Segunda-feira, 16 de março de 2026
Por Redação O Sul | 16 de março de 2026
Ao menos três países europeus recusaram nessa segunda-feira (16) o pedido do presidente dos Estados Unidos, Donald Trump, para que enviassem navios militares ao Estreito de Ormuz. Alemanha, Itália e Grécia já afirmaram que não participarão de um plano conjunto para que aliados dos EUA ajudem a manter a passagem pelo estreito aberta.
No fim de semana, Trump pressionou aliados europeus e sócios da Otan, a aliança militar do Ocidente, para que ajudassem a patrulhar o Estreito de Ormuz, via marítima no Oriente Médio por onde passam embarcações transportando cerca de 20% de todo o petróleo e gás natural do mundo. O Irã diz controlar o canal e tem atacado embarcações comerciais que passam por lá.
O ministro da Defesa da Alemanha, Boris Pistorius, afirmou nessa segunda-feira que a Alemanha não participará com suas forças armadas da segurança do Estreito. “O que Trump espera de um punhado de fragatas europeias que a poderosa Marinha dos EUA não possa fazer? Esta não é a nossa guerra, nós não a começamos”, disse Pistorius;
Já o chanceler da Itália, Antonio Tajani, afirmou que a diplomacia é o caminho certo para resolver a crise no Estreito de Ormuz e que não há missões navais em que a Itália esteja envolvida que possam ser estendidas à região;
Um porta-voz do governo da Grécia declarou que seu país não se envolverá em operações militares no Estreito de Ormuz.
Na manhã dessa segunda, o primeiro-ministro do Reino Unido, Keir Starmer, afirmou ainda não ter decidido se atenderá ao pedido de Trump, mas disse estar dialogando com aliados para tentar “bolar um plano” para garantir a segurança no Estreito de Ormuz. “Ainda não chegamos a uma decisão”, declarou Starmer.
A França ainda não havia respondido à pressão de Trump, mas o presidente francês, Emmanuel Macron, já disse anteriormente que trabalha com países parceiros em uma possível missão internacional no estreito. Macron afirmou, no entanto, que isso só ocorreria quando os combates diminuírem.
Já o Ministério das Relações Exteriores da Coreia do Sul afirmou que “tomou nota” do pedido de Trump e que “coordenará de perto e analisará cuidadosamente” a situação com os EUA. E há expectativa de que Trump faça um pedido direto ao Japão quando a primeira-ministra Sanae Takaichi se reunir com ele na quinta-feira na Casa Branca.
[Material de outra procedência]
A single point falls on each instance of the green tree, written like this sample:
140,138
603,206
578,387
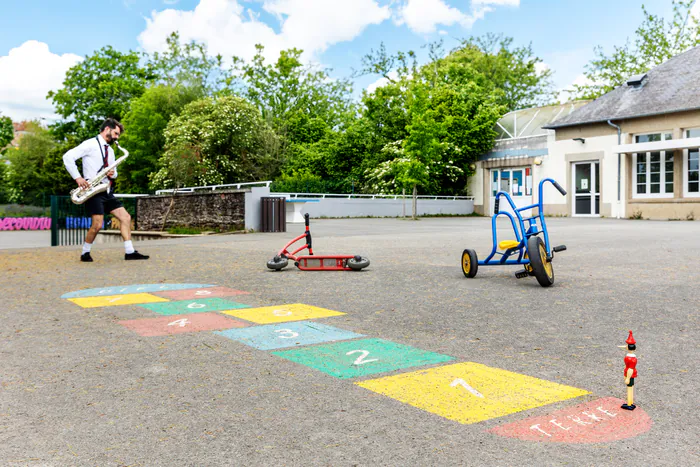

No domingo (15), Trump disse ter exigido que cerca de sete países enviem navios de guerra para manter aberto o Estreito de Ormuz, em uma tentativa de conter a alta nos preços do petróleo, que disparam durante a guerra com o Irã.
O presidente se recusou a identificar os países com os quais disse negociar para formar uma coalizão que patrulhe a via marítima. Mas fez pressão especial à China, que afirmou receber cerca de 90% de seu petróleo pelo estreito, enquanto os EUA recebem uma quantidade mínima.
Um porta-voz da embaixada chinesa nos EUA, Liu Pengyu, disse que “todas as partes têm a responsabilidade de garantir um fornecimento de energia estável e sem interrupções” e que a China “fortalecerá a comunicação com as partes relevantes” para reduzir as tensões.
Em entrevista ao jornal “Financial Times”, Trump pressionou também a Otan, a aliança militar do Ocidente, a enviar embarcações militares ao Estreito de Ormuz.
“Estou exigindo que esses países venham e protejam seu próprio território, porque é o território deles”, disse Trump sobre o estreito, afirmando que a rota marítima não é algo de que os EUA precisem, já que têm seu próprio acesso ao petróleo.